Each store had its own star soda jerk. Some that I remember are Johnny Tilman, LeRoy (Speedy) Kelley and Don Robinson at Brownie's, Arthur Kretsch, Ralph Foster Jr. and his brother, Woody, at the Corner Drug, Ned Foster at the Southside, and Bailey Render, Johnny Schultz, Doris Doyle and my cousin, Fred W Beers, at the City Drug. Yes, I toiled there, but I was never a star performer. My sisters also spent some time as car hops. Woody, Ned, Arthur, Johnny and Cousin Fred also were druggists and filled prescriptions, but they willingly took their turns behind the fountain as well.
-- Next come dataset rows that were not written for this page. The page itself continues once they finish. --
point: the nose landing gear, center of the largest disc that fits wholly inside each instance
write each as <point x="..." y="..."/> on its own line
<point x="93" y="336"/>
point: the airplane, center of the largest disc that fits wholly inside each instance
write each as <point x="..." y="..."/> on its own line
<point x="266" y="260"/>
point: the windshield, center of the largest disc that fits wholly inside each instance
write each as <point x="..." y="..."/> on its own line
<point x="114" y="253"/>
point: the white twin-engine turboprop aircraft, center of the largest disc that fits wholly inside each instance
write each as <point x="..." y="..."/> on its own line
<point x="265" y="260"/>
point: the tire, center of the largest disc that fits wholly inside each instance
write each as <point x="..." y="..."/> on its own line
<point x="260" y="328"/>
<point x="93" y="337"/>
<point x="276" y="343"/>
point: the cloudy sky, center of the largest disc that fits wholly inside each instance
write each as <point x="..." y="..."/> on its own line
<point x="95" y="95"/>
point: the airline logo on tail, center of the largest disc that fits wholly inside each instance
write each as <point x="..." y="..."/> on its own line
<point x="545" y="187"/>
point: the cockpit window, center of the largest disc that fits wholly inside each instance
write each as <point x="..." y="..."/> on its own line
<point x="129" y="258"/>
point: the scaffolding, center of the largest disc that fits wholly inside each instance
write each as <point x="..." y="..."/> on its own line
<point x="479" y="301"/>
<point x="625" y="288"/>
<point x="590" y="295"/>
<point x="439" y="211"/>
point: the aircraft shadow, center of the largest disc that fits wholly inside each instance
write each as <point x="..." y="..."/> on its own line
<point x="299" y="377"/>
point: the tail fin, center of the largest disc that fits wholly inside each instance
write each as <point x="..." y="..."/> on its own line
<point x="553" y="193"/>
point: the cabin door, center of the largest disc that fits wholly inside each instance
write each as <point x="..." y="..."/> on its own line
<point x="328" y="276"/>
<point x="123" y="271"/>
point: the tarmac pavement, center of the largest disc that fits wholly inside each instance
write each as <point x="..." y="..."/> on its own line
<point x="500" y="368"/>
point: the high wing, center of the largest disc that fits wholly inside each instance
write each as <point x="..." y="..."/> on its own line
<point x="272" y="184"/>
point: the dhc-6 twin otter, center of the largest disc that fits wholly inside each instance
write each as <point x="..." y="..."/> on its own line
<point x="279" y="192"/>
There were numerous others at all four stores, but those are the names that come to mind now.

It was fun to come downtown on a pleasant summer evening just to watch the cars circling the square and peeling off for a light refreshment from one of the drug store fountains. Those were the days of the Great Depression all right, but most of us didn't know we were experiencing hard times. I guess there were just too many enjoyable diversions to distract us from the fact that money was in short supply and that we were supposed to be suffering.

Besides, to a teen-ager, 15 cents an hour plus all the ice cream you could scarf down was pretty close to heaven all by itself. If you were lucky enough to land one of those jobs at the drug store, that is.

So, on the eve of this Christmas Eve, 1994,1 find myself looking back on that time with great fondness and a warm glow, even though this also is the 54th anniversary of the passing of the City Drug Store from the square in Perry. More on this subject probably will be forthcoming.

Merry Christmas and a Joyous New Year to one and all.